Non parliamo solo di fake news: questo ammasso di bot e troll ha più i contorni di una vera e propria operazione psicologica, una psyop, per dirla col gergo militare. Sono quelle tattiche della guerra psicologica con cui si diffonde propaganda mirata a intaccare lo spirito dell'esercito o della popolazione nemica. E a giudicare dai risultati, funziona alla grandissima. 

 

Va detto che lo stesso fenomeno si è verificato anche con account di sinistra, il che confermerebbe come l'obiettivo primario non sia necessariamente sostenere Trump in quanto tale, ma piuttosto dividere e infiammare la popolazione, inquinando le filter bubble di milioni di utenti.
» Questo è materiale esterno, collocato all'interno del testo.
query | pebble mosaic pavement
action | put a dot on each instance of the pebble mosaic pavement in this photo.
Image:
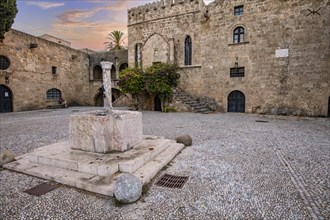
(238, 169)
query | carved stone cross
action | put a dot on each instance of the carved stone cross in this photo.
(106, 67)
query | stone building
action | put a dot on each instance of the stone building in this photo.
(255, 56)
(36, 72)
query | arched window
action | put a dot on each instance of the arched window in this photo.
(97, 73)
(238, 35)
(123, 66)
(187, 51)
(53, 94)
(4, 62)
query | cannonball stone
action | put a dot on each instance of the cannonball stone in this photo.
(184, 139)
(128, 188)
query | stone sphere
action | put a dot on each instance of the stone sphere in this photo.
(184, 139)
(128, 188)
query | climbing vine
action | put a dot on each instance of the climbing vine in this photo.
(158, 79)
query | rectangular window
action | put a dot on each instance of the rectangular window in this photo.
(54, 70)
(238, 10)
(237, 72)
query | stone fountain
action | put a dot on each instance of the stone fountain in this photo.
(103, 146)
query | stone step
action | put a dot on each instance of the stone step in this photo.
(150, 169)
(94, 183)
(62, 156)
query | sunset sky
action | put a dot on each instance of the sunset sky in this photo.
(85, 23)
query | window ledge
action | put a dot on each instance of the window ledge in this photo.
(191, 66)
(246, 42)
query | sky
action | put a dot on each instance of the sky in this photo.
(84, 23)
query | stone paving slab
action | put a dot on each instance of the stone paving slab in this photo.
(96, 172)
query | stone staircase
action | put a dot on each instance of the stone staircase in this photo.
(96, 172)
(194, 104)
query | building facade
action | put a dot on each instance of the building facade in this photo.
(255, 56)
(35, 73)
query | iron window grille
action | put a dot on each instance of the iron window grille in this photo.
(238, 10)
(238, 35)
(53, 94)
(4, 62)
(237, 72)
(187, 51)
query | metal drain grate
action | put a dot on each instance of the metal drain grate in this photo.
(262, 121)
(171, 181)
(41, 189)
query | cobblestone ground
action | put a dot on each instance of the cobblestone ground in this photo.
(238, 168)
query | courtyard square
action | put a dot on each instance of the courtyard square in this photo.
(240, 166)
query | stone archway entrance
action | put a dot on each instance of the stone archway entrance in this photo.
(236, 102)
(6, 102)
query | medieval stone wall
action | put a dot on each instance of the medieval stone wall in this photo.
(285, 52)
(38, 65)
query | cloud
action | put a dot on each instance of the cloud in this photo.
(46, 5)
(84, 29)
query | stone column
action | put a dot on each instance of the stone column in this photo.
(106, 67)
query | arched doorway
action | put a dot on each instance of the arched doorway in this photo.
(6, 102)
(329, 107)
(97, 73)
(236, 102)
(157, 104)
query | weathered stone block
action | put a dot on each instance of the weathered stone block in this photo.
(119, 131)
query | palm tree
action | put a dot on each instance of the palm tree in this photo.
(116, 40)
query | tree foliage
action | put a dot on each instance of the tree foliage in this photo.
(115, 41)
(8, 11)
(131, 80)
(158, 79)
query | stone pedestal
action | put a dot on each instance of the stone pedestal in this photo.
(118, 131)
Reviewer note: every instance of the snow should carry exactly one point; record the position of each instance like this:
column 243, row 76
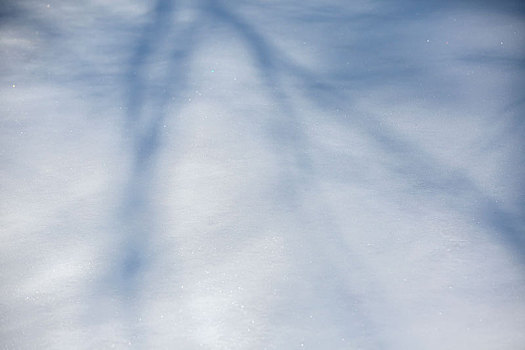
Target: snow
column 262, row 175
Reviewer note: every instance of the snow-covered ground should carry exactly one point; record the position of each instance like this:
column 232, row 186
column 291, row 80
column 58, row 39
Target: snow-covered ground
column 274, row 174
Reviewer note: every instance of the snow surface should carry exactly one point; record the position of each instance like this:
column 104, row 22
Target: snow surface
column 271, row 174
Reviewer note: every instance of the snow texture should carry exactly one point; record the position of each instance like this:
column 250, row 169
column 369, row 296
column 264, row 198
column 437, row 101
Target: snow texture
column 277, row 174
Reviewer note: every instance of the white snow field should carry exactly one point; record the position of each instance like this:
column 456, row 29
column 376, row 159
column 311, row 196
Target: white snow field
column 262, row 174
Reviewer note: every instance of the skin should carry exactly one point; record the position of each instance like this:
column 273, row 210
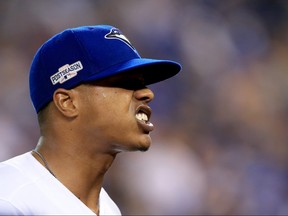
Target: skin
column 83, row 129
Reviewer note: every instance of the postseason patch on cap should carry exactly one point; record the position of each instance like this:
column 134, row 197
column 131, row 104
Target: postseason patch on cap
column 66, row 72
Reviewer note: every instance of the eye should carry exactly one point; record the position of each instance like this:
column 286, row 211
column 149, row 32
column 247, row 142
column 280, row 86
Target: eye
column 131, row 84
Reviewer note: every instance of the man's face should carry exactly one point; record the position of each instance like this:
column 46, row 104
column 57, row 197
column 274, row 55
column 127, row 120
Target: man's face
column 114, row 113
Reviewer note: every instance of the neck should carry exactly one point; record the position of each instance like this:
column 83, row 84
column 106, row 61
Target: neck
column 81, row 172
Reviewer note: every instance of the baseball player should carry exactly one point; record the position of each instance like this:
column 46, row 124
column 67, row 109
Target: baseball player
column 88, row 88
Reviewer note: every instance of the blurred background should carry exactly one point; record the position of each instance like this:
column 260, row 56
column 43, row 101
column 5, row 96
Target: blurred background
column 220, row 144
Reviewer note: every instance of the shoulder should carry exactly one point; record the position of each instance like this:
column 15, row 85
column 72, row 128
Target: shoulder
column 13, row 176
column 7, row 208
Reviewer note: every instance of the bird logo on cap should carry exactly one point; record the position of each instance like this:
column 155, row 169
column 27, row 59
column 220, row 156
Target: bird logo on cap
column 117, row 34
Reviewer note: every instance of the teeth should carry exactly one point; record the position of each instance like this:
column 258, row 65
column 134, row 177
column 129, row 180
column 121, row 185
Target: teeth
column 142, row 116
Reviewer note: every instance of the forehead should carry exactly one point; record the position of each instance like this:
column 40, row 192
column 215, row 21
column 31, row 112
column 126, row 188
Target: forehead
column 121, row 79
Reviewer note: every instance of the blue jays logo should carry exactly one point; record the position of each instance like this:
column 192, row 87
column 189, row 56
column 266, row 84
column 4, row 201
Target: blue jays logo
column 117, row 34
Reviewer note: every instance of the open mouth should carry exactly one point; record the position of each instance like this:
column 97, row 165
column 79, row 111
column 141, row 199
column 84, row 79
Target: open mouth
column 143, row 114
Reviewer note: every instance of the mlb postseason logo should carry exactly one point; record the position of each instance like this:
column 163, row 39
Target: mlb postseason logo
column 66, row 72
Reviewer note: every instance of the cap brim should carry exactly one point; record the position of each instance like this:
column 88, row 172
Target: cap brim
column 152, row 70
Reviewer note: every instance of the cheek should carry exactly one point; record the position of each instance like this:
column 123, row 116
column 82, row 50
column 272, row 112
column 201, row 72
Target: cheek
column 108, row 106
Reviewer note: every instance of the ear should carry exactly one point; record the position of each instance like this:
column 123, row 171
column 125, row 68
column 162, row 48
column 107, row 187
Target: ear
column 65, row 101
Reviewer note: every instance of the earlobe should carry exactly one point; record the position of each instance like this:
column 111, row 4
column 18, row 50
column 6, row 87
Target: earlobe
column 64, row 100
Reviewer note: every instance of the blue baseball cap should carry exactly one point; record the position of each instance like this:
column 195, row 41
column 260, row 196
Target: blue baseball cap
column 89, row 53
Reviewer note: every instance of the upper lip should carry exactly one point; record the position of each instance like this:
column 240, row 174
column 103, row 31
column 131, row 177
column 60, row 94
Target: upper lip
column 145, row 109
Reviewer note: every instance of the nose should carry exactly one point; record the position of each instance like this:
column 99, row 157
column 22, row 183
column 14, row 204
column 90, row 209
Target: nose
column 144, row 94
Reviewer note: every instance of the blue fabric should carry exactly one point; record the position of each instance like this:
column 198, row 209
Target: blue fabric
column 85, row 54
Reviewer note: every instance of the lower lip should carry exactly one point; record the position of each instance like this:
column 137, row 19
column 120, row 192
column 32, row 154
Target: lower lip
column 147, row 127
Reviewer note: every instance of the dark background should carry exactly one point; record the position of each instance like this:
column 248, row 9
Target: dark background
column 220, row 144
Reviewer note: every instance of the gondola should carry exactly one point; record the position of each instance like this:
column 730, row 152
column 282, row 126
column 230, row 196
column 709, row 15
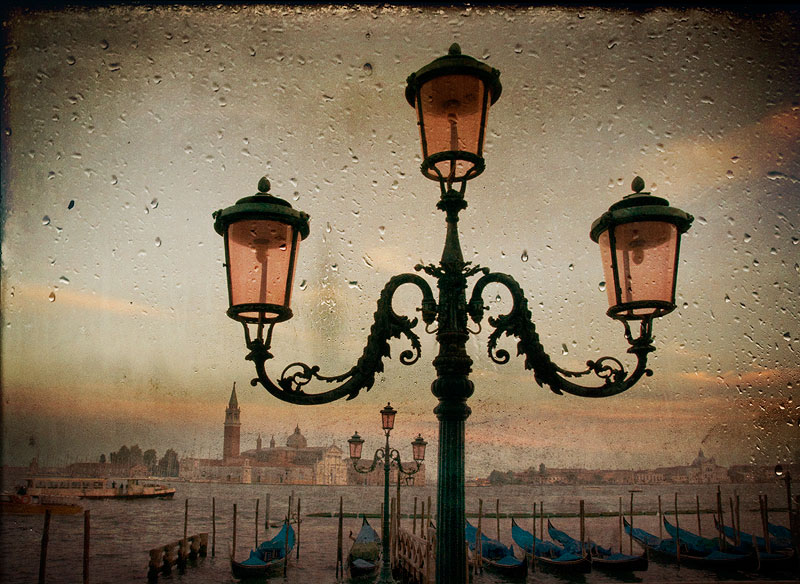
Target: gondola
column 496, row 556
column 365, row 554
column 548, row 555
column 780, row 556
column 268, row 558
column 600, row 557
column 667, row 551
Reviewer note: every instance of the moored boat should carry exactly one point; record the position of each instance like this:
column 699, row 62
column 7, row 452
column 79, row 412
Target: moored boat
column 667, row 550
column 600, row 557
column 365, row 553
column 268, row 558
column 496, row 556
column 95, row 488
column 549, row 556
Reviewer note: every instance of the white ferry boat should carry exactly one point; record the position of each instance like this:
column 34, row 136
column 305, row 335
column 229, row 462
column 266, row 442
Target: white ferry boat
column 95, row 488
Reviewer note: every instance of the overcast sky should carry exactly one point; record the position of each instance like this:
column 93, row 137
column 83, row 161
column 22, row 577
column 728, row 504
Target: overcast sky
column 124, row 128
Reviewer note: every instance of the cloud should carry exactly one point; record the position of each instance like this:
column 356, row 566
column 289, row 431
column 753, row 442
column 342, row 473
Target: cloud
column 38, row 295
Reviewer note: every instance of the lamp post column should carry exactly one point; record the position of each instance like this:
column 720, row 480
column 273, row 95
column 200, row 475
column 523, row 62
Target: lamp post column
column 386, row 567
column 452, row 387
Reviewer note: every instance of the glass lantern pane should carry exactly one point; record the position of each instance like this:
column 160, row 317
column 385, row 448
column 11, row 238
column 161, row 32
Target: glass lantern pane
column 260, row 257
column 450, row 108
column 645, row 253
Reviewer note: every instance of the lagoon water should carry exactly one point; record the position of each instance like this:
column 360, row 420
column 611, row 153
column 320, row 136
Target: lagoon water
column 122, row 532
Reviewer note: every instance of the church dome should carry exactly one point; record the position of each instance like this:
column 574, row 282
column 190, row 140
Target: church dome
column 296, row 440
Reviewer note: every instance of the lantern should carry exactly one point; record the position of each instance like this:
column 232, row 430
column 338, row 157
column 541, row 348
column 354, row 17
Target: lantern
column 387, row 417
column 639, row 241
column 452, row 95
column 355, row 442
column 261, row 234
column 418, row 448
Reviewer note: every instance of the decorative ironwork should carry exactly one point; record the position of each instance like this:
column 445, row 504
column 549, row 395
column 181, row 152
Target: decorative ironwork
column 518, row 323
column 387, row 325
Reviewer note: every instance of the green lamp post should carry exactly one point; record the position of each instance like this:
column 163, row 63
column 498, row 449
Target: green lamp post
column 639, row 239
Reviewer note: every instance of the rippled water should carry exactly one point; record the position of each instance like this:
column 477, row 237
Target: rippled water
column 122, row 532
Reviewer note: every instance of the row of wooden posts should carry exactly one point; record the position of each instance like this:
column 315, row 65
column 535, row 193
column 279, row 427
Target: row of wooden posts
column 46, row 541
column 163, row 558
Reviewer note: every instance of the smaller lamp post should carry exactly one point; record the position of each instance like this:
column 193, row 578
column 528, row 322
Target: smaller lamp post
column 388, row 455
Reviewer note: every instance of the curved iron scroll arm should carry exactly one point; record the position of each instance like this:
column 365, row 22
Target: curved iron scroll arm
column 379, row 455
column 387, row 325
column 395, row 455
column 518, row 323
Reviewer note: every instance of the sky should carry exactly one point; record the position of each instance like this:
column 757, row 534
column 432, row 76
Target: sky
column 125, row 127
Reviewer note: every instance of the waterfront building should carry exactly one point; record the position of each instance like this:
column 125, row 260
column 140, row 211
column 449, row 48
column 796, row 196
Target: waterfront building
column 296, row 463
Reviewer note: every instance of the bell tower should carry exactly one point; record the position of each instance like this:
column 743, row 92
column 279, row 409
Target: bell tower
column 230, row 444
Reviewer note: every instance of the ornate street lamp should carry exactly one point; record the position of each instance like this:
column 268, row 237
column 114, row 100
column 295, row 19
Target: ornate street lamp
column 387, row 455
column 639, row 239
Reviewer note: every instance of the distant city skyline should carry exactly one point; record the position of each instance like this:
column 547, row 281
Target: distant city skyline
column 127, row 126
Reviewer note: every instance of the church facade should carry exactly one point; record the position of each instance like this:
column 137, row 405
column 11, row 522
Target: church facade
column 296, row 463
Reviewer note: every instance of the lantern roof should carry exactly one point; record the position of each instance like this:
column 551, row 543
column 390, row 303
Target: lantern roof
column 640, row 206
column 262, row 205
column 454, row 63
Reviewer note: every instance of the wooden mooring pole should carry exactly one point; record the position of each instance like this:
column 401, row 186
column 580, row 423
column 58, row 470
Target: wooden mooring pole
column 298, row 528
column 43, row 550
column 339, row 550
column 86, row 542
column 255, row 545
column 266, row 517
column 233, row 551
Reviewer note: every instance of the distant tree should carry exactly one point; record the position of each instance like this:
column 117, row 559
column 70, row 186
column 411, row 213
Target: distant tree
column 168, row 466
column 136, row 455
column 150, row 459
column 121, row 456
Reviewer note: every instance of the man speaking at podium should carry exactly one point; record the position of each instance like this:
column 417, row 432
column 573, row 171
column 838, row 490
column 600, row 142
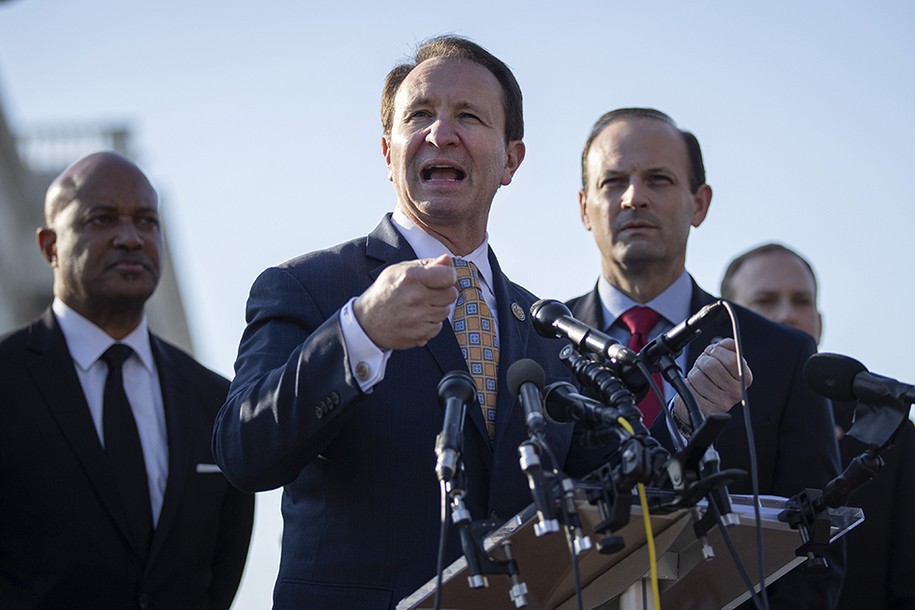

Persone che finiscono così per credere che una soldatessa generata con l'intelligenza artificiale venga dello Stato di New York, quando invece l'immagine proviene da un account vietnamita. 

 

C'è infine un altro aspetto, forse il più grottesco: non tutti questi account fake sono necessariamente pagati da regimi stranieri, perché in molti casi sono remunerati direttamente da X. Musk ha infatti puntato molto sulla vendita di account verificati con la spunta colorata, che possono guadagnare denaro in base alla viralità dei loro contenuti. Ci sono creator americanissimi che fanno bei soldi, soprattutto nell'estrema destra. E non sono gli unici. 

 

Immaginate di vivere in un paese del sud globale e di avere accesso al social più sregolato e inquinato della storia, e di poter partecipare alla lotta nel fango guadagnando anche qualche dollaro. Il tutto comodamente da casa, magari programmando i tweet per adattarsi al fuso orario degli Stati Uniti. È un modello di business perverso che incentiva proprio ciò che Musk aveva detto di voler combattere.

 

Con "About this account", Musk voleva rendere X più trasparente e affidabile, eliminare alcune opacità del servizio. Ma si è dimenticato che il suo X è ormai come una salsiccia: è sempre meglio non vedere come viene fatta. In questo caso, da chi viene fatta e da dove.